Mandatory gold hallmarking is poised to expand to 56 more districts across 17 states in India, according to a report by CNBC-TV18. The Department of Consumer Affairs (DoCA) and the Bureau of Indian Standards (BIS) have given their approval for the proposal, and an official notification is anticipated to be issued in the coming days, as cited by sources.
Presently, the sale of gold is permitted only in 288 districts if the precious metal bears a hallmark. The introduction of the 6-digit alphanumeric Hallmark Unique Identification (HUID) system began on April 1 of this year. The hallmark serves as a crucial guarantee of purity and fineness for both gold and silver in the Indian market.
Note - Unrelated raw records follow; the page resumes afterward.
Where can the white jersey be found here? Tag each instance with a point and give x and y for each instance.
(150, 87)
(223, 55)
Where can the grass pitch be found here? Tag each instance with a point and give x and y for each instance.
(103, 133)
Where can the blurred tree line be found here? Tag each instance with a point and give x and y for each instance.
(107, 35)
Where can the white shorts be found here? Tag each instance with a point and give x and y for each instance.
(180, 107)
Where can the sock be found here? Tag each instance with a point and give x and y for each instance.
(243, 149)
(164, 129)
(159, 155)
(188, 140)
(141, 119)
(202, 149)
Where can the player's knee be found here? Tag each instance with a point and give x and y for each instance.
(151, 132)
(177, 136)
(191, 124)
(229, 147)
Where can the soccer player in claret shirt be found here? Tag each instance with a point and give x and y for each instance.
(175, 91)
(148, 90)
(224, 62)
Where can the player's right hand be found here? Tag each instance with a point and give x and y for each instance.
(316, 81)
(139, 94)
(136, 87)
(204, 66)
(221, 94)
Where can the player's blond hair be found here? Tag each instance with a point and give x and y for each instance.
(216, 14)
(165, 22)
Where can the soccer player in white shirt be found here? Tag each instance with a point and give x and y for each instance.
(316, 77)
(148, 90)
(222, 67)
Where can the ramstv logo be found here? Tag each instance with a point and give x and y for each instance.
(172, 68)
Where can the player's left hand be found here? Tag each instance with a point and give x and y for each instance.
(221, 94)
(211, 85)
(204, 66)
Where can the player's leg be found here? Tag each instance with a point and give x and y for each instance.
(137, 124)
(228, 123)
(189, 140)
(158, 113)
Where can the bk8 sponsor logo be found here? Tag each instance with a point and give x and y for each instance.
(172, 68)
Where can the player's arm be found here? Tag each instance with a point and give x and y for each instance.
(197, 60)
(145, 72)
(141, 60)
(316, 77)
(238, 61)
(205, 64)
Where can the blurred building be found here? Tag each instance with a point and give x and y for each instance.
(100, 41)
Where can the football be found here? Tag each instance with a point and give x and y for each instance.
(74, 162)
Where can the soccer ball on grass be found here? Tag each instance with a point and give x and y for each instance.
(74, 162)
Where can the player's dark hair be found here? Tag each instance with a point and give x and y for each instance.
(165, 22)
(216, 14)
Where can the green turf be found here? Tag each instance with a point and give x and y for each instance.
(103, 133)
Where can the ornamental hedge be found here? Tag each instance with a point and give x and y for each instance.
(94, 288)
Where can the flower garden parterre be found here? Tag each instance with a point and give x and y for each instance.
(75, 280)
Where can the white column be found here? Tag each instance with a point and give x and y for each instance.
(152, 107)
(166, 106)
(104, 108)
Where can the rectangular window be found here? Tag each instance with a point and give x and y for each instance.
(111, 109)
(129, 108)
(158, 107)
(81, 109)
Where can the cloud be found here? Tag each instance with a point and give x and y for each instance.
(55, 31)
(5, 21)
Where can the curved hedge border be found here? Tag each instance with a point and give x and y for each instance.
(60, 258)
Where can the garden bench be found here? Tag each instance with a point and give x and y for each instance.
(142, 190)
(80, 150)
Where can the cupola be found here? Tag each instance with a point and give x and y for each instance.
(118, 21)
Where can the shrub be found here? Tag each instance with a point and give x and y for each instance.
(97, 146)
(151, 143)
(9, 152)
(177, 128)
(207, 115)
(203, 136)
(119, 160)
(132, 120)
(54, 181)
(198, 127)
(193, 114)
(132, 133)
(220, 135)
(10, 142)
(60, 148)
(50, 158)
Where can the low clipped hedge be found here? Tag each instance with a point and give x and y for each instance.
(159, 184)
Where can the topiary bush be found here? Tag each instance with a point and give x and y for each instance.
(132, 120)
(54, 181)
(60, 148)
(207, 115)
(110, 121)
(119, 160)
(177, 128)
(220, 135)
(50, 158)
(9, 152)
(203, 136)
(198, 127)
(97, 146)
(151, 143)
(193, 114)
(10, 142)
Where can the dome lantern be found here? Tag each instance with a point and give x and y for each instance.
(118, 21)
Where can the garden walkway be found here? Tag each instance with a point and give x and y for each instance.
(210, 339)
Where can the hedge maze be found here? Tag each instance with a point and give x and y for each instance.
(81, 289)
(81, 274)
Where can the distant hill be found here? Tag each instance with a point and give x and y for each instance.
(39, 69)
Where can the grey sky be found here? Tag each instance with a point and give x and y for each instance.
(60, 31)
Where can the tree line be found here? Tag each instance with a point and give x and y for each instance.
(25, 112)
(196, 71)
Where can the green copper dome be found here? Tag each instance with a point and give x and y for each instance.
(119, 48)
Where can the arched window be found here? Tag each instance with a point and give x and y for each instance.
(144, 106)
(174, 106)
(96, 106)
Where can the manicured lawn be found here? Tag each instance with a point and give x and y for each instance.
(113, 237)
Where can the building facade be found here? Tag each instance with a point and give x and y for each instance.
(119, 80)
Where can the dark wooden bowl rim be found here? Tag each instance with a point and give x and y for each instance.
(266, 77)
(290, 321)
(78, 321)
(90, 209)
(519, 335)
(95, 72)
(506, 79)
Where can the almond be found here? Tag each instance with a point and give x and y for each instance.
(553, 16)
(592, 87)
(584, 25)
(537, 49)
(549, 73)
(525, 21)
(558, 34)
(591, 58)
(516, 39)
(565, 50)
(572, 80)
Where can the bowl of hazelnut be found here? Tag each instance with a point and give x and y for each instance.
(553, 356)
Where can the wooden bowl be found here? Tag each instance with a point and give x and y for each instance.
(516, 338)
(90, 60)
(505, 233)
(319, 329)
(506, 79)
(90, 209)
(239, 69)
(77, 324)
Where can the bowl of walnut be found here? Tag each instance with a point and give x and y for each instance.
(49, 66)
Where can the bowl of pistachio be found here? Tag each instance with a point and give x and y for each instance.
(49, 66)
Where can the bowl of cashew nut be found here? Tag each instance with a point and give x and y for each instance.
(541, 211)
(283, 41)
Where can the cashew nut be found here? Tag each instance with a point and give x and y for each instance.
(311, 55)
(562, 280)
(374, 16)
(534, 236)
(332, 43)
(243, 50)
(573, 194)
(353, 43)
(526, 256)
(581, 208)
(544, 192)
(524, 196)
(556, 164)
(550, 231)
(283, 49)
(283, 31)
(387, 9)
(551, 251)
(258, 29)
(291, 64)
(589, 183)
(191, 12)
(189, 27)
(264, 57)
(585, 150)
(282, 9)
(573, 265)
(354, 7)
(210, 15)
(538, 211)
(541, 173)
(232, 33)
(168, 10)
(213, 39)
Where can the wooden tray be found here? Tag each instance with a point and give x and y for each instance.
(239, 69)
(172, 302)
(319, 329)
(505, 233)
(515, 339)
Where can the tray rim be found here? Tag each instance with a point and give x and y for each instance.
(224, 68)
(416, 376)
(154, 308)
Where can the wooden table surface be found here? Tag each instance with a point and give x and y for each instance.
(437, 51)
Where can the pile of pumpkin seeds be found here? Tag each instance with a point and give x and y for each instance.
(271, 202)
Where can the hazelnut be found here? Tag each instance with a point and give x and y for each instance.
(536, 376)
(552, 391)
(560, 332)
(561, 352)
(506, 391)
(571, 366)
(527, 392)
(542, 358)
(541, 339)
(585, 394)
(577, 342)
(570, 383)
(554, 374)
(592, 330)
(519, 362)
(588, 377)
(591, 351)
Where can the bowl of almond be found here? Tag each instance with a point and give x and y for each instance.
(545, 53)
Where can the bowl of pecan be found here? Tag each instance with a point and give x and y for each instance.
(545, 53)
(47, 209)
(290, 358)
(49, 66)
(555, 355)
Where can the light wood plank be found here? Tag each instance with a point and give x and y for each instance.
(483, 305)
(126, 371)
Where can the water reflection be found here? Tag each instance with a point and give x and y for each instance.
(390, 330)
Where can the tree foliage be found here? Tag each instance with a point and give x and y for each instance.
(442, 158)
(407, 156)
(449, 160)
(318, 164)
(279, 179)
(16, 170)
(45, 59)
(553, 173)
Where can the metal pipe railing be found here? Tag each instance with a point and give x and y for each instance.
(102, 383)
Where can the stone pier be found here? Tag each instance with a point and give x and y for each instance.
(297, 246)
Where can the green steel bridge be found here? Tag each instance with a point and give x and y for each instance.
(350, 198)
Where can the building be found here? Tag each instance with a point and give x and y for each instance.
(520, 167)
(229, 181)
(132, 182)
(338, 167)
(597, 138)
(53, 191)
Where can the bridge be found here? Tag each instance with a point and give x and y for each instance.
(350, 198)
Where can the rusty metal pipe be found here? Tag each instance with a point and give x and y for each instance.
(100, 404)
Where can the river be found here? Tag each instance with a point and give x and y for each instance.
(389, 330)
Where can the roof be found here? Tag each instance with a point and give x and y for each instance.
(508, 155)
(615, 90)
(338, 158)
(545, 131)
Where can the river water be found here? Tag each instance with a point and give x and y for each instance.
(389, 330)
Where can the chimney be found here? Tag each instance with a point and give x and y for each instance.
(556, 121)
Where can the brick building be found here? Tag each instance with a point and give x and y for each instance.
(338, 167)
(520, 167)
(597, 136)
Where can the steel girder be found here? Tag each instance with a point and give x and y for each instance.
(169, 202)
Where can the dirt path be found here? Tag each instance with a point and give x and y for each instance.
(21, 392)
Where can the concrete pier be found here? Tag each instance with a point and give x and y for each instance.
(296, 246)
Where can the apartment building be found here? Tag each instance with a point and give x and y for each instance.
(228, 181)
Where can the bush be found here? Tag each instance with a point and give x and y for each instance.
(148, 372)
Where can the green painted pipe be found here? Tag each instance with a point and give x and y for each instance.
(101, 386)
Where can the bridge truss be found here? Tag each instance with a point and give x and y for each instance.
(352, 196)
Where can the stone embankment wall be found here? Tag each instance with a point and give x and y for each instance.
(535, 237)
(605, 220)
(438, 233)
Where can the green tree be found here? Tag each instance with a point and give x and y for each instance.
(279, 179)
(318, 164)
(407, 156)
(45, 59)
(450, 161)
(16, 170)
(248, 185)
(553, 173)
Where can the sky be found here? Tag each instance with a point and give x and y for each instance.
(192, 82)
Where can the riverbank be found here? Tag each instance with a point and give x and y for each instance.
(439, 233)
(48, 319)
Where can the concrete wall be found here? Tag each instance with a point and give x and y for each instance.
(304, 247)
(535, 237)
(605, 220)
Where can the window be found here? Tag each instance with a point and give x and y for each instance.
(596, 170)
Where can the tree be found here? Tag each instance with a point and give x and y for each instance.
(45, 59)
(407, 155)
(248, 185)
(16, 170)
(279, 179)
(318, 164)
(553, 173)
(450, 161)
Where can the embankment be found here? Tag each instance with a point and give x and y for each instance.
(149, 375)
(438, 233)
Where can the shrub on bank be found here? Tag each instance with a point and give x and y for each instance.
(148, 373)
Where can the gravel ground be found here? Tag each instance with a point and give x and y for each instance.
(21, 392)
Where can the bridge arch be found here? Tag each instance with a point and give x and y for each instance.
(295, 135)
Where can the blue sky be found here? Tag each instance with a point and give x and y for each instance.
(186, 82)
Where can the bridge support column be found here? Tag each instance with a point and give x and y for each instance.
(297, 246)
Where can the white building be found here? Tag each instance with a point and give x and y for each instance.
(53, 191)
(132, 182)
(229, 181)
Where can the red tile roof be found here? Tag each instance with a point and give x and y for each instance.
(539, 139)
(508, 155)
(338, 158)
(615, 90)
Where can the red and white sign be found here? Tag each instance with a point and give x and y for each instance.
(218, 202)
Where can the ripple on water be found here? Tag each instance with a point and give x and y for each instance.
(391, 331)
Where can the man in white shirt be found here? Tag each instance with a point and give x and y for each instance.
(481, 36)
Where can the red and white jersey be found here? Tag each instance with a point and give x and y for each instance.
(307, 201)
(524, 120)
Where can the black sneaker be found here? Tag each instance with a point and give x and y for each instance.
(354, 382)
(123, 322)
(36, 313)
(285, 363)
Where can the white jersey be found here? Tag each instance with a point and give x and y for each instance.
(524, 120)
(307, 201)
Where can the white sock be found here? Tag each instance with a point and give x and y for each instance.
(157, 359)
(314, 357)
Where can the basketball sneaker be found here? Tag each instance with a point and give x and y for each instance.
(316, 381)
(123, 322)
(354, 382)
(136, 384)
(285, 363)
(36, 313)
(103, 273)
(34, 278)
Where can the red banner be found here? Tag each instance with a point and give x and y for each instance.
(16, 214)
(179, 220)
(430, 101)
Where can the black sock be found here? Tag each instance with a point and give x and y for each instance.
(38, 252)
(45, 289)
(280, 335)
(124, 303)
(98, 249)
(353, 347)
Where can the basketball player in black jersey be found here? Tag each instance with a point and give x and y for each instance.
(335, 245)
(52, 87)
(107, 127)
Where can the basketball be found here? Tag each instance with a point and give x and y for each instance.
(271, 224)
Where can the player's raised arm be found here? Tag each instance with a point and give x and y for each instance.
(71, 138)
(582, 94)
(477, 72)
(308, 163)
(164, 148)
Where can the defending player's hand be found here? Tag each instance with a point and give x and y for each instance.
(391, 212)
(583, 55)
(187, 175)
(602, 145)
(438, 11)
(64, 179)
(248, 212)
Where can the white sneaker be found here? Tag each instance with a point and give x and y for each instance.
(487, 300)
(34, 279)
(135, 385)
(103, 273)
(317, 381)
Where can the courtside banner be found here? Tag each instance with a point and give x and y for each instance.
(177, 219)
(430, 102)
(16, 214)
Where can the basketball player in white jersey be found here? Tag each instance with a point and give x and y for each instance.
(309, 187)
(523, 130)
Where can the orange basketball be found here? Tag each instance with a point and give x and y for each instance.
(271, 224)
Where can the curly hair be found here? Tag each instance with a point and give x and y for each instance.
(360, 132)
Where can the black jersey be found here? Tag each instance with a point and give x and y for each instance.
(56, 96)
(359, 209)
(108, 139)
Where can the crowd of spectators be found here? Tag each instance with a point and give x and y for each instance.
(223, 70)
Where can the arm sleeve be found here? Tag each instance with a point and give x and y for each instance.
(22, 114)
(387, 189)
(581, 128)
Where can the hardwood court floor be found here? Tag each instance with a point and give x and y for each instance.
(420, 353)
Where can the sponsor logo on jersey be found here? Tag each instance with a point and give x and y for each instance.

The HUID initiative aims to establish a robust system for authenticating gold artefacts. Pramod Kumar Tiwari, the Director General of the Bureau of Indian Standards, previously highlighted the necessity for mandatory hallmarking of gold bullion. An advisory group has been formed to address this, comprising gold importers, the Assaying and Hallmarking Centre (AHC) Association, and jewellers associations.
While ensuring purity is paramount for gold bullion, which serves as a primary raw material for jewellery manufacturing, the introduction of the hallmark has been hailed as a measure to safeguard the authenticity and quality of gold jewellery.
Under the guidelines issued by the consumer affairs ministry, after March 31, 2023, the sale of non-hallmarked gold jewellery or artefacts will be prohibited. The hallmarking process is intended to increase transparency in the gold market and enhance consumer confidence.
Before the implementation of the 6-digit HUID, hallmarking of gold jewellery consisted of four marks: the BIS logo, purity of the article, the logo of the jeweller, and the Assaying and Hallmarking Centre logo. The expansion of mandatory gold hallmarking to more districts underscores India’s commitment to ensuring the authenticity and quality of its gold market, ultimately benefiting consumers and the jewellery industry alike.